Zielono-czarni jechali na mecz do Radomia z zamiarem zbliżenia się do ścisłej czołówki zespołów walczących o awans, ale rzeczywistość dotkliwie zweryfikowała ich plany. Łęcznianie przegrali z Radomiakiem aż 1:5 i zakończyli trwającą od trzech spotkań passę meczów bez porażki
Niedzielne spotkanie z wysokości trybun miał oglądać Franciszek Smuda, który lada dzień ma zasiąść na ławce trenerskiej łęcznian. – Jadę na mecz z Radomiakiem. Wejdę do szatni, przywitam się z piłkarzami, ale w tym meczu usiądę na trybunach, obejrzę grę z góry. Trenowanie Górnika rozpocznę od środy – powiedział popularny „Franz” w rozmowie z portalem eurosport.interia.pl
Mecz zdecydowanie lepiej rozpoczął się dla miejscowych. W 14 minucie z rzutu wolnego uderzał Maciej Filipowicz. Patryk Rojek zdołał obronić jego strzał, ale wobec dobitki Rafała Makowskiego był już bez szans. Zdobyty gol dodał animuszu gospodarzom, którzy jeszcze śmielej ruszyli do ataku. I dziesięć minut później, po dośrodkowaniu z rzutu rożnego, piłę w siatce umieścił Meik Karwot. Po upływie pół godziny szansę na gola mieli zielono-czarni, ale strzał Mohameda Essama, naciskanego przez obrońców, trafił wprost w Mateusza Kochalskiego.
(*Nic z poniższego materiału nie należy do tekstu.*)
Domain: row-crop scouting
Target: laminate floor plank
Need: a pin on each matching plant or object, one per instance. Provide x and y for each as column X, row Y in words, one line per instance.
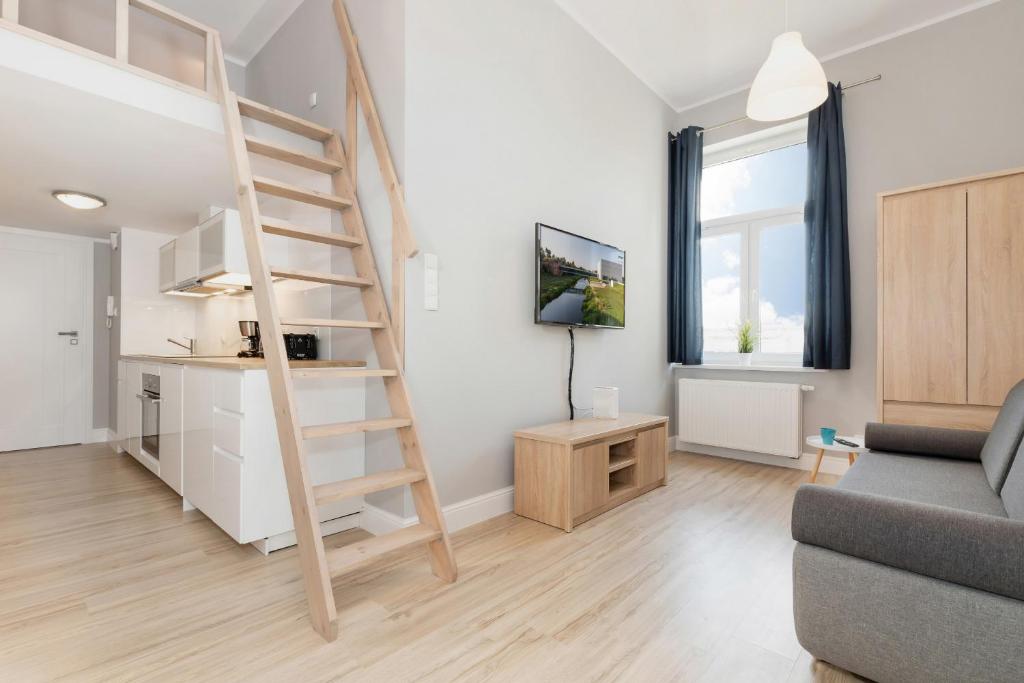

Po zmianie stron nie mający nic do stracenia Górnicy ruszyli do ataku. I w 54 minucie mogli zdobyć gola kontaktowego. Jednak Igor Korczakowski nie wykorzystał sytuacji sam na sam z bramkarzem Radomiaka, a dobitka Pawła Wojciechowskiego trafiła w poprzeczkę. Niewykorzystana sytuacja zemściła się kilka minut później. W 61 minucie, tym razem z rzutu karnego, trafił Brazylijczyk Leandro. Później Karwot popisał się strzałem z dystansu, a w 75 min skompletował hattricka. Łęcznianie walczyli do końca – bramkę honorową zdobył Tomasz Midzierski.
Radomiak Radom – Górnik Łęczna 5:1 (2:0)
Bramki: Makowski (14), Karwot (24, 69, 75), Leandro (61-karny) – Midzierski (79).
Radomiak: Kochalski – Jakubik, Klabnik, Świdzikowski, Grudniewski, Leandro (78 Wawszczyk), Karwot, Makowski, Filipowicz (72 Winsztal), Luz (65 Suchanek), Sokół (59 Rolinc).
Górnik: Rojek – Pajnowski, Midzierski, Markowski, Zagórski, Korczakowski (67 Szysz), Tymosiak, Bętkowski (46 Sosnowski), Pisarczuk (81 Dzięgielewski), Essam, Wojciechowski.
Żółte kartki: Świdzikowski, Jakubik – Pisarczuk, Zagórski, Sosnowski, Tymosiak.
Sędziował: Marcin Kochanek (Opole).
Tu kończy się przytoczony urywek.